Still, the note suggested that Nvidia’s production hardware quality has improved significantly from the early qualification samples customers received before the formal launch. Both NVL72 racks deployed at the facility achieved a 100% pass rate on compute performance tests.
Nvidia, in its public response, said Blackwell systems “deliver exceptional performance, reliability, and energy efficiency” and that companies such as Microsoft have already deployed “hundreds of thousands” of GB200 and GB300 NVL72 systems.
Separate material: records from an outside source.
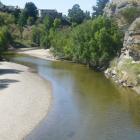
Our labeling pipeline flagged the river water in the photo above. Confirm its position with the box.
[12,56,140,140]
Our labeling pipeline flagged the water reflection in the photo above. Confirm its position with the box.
[10,57,140,140]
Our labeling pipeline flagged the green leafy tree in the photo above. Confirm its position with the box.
[43,16,53,31]
[92,0,109,18]
[24,2,38,20]
[84,11,91,20]
[68,4,85,24]
[53,18,61,29]
[18,10,27,38]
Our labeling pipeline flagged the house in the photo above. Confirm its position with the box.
[38,9,62,19]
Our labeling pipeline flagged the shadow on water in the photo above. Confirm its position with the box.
[0,69,22,75]
[9,57,140,140]
[0,79,19,90]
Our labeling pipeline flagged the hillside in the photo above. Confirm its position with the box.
[105,0,140,93]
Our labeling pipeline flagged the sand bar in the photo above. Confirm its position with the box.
[0,62,51,140]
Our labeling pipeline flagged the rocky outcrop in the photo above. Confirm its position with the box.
[104,0,140,31]
[105,1,140,93]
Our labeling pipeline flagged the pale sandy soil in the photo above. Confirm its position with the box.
[0,62,51,140]
[18,48,57,61]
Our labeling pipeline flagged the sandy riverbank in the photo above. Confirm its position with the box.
[0,62,51,140]
[17,48,57,61]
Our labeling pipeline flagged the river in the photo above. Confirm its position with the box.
[12,56,140,140]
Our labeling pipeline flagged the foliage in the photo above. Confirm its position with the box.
[24,2,38,19]
[51,16,122,69]
[0,12,15,26]
[53,18,61,29]
[68,4,85,24]
[43,16,53,31]
[0,26,12,54]
[121,7,140,24]
[92,0,109,18]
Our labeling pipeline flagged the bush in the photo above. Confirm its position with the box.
[51,16,123,69]
[0,27,12,54]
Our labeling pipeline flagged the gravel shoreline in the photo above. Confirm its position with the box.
[0,62,51,140]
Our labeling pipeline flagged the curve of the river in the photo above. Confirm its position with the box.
[13,57,140,140]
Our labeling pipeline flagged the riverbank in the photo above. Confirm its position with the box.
[16,48,57,61]
[0,62,51,140]
[17,48,140,94]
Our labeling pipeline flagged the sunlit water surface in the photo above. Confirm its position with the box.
[12,56,140,140]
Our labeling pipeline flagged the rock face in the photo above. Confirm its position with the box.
[105,0,140,93]
[104,0,140,31]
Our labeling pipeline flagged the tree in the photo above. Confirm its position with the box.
[68,4,85,24]
[43,16,53,31]
[24,2,38,20]
[92,0,109,18]
[84,11,91,20]
[18,10,27,38]
[53,18,61,29]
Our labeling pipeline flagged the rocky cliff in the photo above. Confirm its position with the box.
[105,0,140,93]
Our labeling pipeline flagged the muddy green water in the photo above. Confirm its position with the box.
[12,57,140,140]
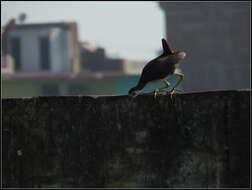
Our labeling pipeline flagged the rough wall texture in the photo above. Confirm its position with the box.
[2,90,250,188]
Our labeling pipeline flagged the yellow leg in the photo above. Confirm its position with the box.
[154,79,170,98]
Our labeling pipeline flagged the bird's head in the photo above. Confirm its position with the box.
[128,87,140,98]
[162,39,186,64]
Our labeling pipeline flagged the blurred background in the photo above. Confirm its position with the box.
[1,1,251,98]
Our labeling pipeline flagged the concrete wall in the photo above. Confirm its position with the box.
[2,90,251,188]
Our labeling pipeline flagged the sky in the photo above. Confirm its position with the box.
[1,1,165,60]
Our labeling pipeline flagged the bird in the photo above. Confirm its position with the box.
[128,38,186,97]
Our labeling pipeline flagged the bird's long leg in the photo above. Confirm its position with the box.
[152,79,170,98]
[164,73,185,96]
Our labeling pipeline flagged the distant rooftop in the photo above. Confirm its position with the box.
[3,22,77,29]
[3,71,128,80]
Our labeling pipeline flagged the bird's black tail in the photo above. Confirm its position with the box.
[162,38,172,55]
[128,83,145,95]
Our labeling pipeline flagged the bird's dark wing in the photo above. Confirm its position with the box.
[139,59,173,84]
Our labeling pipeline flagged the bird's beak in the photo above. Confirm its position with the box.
[178,51,186,59]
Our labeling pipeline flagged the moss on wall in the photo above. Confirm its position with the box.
[2,90,250,188]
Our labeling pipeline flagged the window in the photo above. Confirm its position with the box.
[39,37,51,71]
[11,37,21,71]
[42,85,60,96]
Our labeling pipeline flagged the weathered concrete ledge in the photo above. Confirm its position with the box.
[2,90,251,188]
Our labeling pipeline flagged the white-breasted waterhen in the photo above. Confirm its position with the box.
[128,39,186,97]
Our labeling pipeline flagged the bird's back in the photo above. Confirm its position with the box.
[139,56,175,84]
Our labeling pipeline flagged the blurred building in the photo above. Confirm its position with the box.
[1,19,154,98]
[2,20,79,72]
[80,42,123,72]
[159,1,251,91]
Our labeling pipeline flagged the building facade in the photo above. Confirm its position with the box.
[159,2,251,91]
[3,23,79,72]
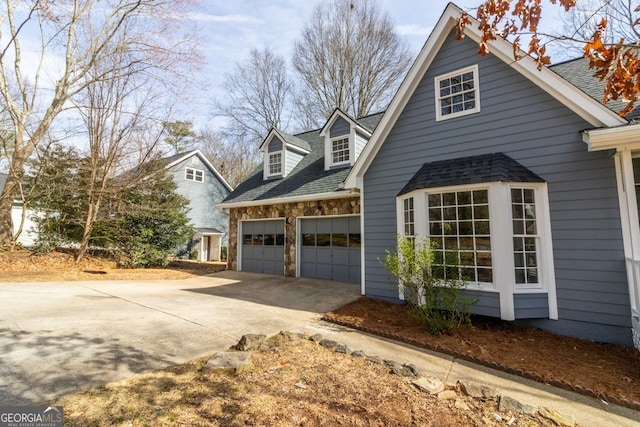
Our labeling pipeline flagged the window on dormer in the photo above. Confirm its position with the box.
[269,153,282,175]
[331,138,350,165]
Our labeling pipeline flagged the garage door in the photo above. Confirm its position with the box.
[241,220,284,274]
[300,216,361,283]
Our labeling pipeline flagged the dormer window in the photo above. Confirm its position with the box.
[184,168,204,182]
[269,152,282,176]
[331,138,350,165]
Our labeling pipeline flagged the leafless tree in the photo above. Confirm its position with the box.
[200,125,260,188]
[216,48,292,145]
[551,0,640,56]
[292,0,412,123]
[0,0,197,248]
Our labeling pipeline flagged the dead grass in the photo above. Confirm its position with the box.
[48,334,553,427]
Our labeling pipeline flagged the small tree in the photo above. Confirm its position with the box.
[383,236,475,335]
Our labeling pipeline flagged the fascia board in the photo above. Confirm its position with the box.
[582,124,640,151]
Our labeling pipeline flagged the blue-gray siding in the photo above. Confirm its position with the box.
[169,156,229,245]
[363,29,631,344]
[329,117,351,138]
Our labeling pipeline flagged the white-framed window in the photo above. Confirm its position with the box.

The episode offers a glimpse into the intense, resource-hungry infrastructure race beneath today’s AI boom. Nvidia is under pressure to deliver chips fast enough. Microsoft is under pressure to build cooling and power capacity fast enough. And the entire industry is under pressure to justify its environmental footprint as AI workloads grow at a pace no one predicted even three years ago.
The friction is almost inevitable. Blackwell is far more powerful — and far more thermally demanding — than anything that came before it. As deployments scale into the hundreds of thousands, cooling will remain one of the most contested, expensive, and politically sensitive aspects of the AI infrastructure buildout.
And if the industry’s trajectory is any guide, the next-generation chips coming after Blackwell will only intensify that battle.